= Lake Tana Biosphere Reserve =

Protected area in Amhara Region, Ethiopia

The Lake Tana Biosphere Reserve is a protected area located in the Amhara National Regional State approximately 563 km northwest of Addis Ababa in the north-western part of Ethiopia. The biosphere reserve comprises Lake Tana, the largest lake in Ethiopia, the main source of the Blue Nile, which provides important ecosystem services. The area is a hotspot of biodiversity, internationally known as an Important Bird Area and is of global importance for agricultural genetic diversity. The area is characterized by an enormous heterogeneity of land uses and natural ecosystems.

It was designated in 2014 and is administered by the ANRS Bureau of Culture, Tourism and Parks Development, under the authority of the Ethiopian Ministry of Science and Technology.

In 2015, the Lake Tana region was nominated as UNESCO Biosphere Reserve recognizing its national and international natural and cultural importance.

Its surface area (both marine and terrestrial) is 695,885 hectares, with its core area being 22,841 hectares (of which 7,699 are terrestrial), with buffer areas of 187,567 hectares (30,969 terrestrial), and transition areas of 485,477 hectares (354,297 terrestrial).

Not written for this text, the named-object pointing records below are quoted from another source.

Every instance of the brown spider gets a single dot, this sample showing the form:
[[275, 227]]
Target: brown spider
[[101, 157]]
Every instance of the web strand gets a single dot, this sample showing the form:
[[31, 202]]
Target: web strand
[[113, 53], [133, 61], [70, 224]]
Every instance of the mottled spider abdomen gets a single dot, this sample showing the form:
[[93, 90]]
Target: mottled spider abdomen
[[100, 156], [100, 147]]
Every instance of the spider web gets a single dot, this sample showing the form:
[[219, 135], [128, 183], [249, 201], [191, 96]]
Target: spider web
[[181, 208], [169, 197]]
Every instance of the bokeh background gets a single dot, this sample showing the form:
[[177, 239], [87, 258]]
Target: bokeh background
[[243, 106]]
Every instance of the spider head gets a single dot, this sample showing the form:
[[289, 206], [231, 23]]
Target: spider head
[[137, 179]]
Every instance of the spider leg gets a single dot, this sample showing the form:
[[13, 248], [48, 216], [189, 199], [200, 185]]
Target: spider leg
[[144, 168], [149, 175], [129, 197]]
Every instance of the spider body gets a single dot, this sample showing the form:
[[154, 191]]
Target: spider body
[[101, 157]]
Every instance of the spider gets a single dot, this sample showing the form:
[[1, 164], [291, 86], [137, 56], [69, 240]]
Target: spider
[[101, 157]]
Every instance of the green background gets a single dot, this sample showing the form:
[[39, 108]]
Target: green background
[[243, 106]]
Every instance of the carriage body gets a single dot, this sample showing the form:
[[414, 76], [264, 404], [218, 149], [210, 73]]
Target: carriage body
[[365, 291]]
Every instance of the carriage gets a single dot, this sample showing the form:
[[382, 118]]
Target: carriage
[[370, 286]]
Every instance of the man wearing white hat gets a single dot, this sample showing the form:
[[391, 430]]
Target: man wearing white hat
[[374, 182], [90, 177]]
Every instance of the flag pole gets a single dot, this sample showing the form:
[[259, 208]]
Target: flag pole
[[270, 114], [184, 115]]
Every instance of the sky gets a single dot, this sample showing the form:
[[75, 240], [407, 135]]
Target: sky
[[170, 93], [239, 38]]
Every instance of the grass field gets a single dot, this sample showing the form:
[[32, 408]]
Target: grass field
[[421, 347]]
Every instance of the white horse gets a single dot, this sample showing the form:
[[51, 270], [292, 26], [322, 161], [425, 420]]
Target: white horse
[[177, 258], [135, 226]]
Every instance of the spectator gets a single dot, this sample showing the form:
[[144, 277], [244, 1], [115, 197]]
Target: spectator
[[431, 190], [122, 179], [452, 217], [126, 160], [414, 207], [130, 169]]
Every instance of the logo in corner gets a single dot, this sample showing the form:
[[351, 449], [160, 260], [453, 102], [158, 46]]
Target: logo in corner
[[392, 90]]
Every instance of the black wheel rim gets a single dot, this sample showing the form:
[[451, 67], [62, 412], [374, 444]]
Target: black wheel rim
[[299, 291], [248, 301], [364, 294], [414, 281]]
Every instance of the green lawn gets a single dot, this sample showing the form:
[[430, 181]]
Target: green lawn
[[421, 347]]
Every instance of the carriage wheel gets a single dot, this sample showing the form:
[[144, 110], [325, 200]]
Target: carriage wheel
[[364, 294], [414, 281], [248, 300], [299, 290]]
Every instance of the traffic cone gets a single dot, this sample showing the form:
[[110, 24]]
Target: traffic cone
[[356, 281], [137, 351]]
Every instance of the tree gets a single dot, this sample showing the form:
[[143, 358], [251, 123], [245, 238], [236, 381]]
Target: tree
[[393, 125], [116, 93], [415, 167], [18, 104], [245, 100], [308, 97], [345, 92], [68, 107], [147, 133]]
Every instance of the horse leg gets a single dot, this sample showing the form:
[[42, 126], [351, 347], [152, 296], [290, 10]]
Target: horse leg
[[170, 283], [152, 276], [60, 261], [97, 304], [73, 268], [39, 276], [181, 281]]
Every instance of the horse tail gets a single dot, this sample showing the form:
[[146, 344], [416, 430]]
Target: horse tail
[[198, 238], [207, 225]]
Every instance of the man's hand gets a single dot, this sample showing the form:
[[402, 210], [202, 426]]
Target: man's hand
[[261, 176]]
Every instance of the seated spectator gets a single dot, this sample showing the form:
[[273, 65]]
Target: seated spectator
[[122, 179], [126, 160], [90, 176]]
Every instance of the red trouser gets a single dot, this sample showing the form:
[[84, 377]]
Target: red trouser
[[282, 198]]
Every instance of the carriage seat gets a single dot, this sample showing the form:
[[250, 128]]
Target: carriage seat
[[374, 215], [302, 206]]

== Ecological characteristics ==

===Flora===
Indigenous trees include: Sesa (Albizia gummifera), Birbira (Millettia ferruginea), Wanza (Cordia Africana). The region is a gene center for indigenous crops such as noug (Guizotia Abyssinica), teff (Eragrostis tef). Wild coffee (Coffea arabica) occurs naturally in the area, especially in the Zegie Peninsula. Four major wetland ecosystem types have been identified: Riverine freshwater wetlands, lacustrine freshwater wetlands, palustrine freshwater wetlands, and agricultural flooded freshwater wetlands.

===Wildlife===
Lake Tana is the largest national freshwater body, accounting for 50% of the total inland waters of the country, and is the source of the Abbay of the Blue Nile River. The Biosphere Reserve is an important fish resource and is home to up to 67 different species of fish of which 70% are endemic. The barbus species of Lake Tana constitute the only remaining intact species of large cyprinid fish in the world. A large number of wetlands are located all around Lake Tana, some of them being the largest and ecologically most important units in Ethiopia and in the Horn of Africa, and also form part of the Central Ethiopian Wetland Complex. These wetlands, dominated by papyrus and typha stands, are breeding, nesting, and feeding grounds for very large bird populations, and provide a source of animal feed, domestic water supply, building material, fuel, food, etc. for local communities.

The Biosphere Reserve is part of the Eastern Afromontane Biodiversity Hotspot and comprises four terrestrial and three freshwater ‘Key Biodiversity Areas’. At Lake Tana, more than 217 different bird species have been recorded. The area is internationally renowned as an Important Bird Area and has a high abundance of qualifying areas around the lake as Ramsar site. Many Palaearctic migrant water birds depend on the lake as feeding and resting grounds, including the common crane (Grus Grus), Northern shoveller (Anas acuta), Black-tailed godwit (Limosa Limosa), and ruff (Philomachus pugnax). Other bird species like the wattled crane, the lesser jacana, and the endemic yellow-fronted parrot also breed here. Few patches of original forest vegetation and mountain ecosystem remain that have high plant endemism of global importance.

== Socioeconomic characteristics ==

Out of the 2,031,820 inhabitants of the proposed site, approximately 15,000 are living on the islands of Lake Tana. The area includes an array of rural settlements, as well as the city of Bahir Dar, which supports traditional land-use patterns. Agriculture (of which most is subsistence farming) forms the backbone of the economy with most of the other sectors (i.e. trade, fishing and tourism) being dependent on its strong backward and forward linkages. More than 2 million people live in the Biosphere Reserve with the Amhara people being the most populous in the area.

The main economic activities are agriculture, fishing, national and international tourism (religious and recreational) and sand mining. The enhancement of production and marketing of local products from the proposed biosphere reserve through cooperatives and small scale businesses will be intensified in close collaboration with local tourism services and the hotel sector. The Papyrus (Cyperus papyrus) is one of the most economically important wetland species of the Biosphere Reserve and is used inter alia for fuel, as well as for the construction of the unique Tanqua reed boats.

The area has a unique cultural, historical and aesthetic value with numerous monasteries and churches dating back to the 13th century. Culturally, the Biosphere Reserve is very important as it is home to many unique churches and monasteries of the Ethiopian Orthodox Tewahedo Church; some date back to the 13th century. These churches and monasteries contain valuable treasures of the Ethiopian Christian faith.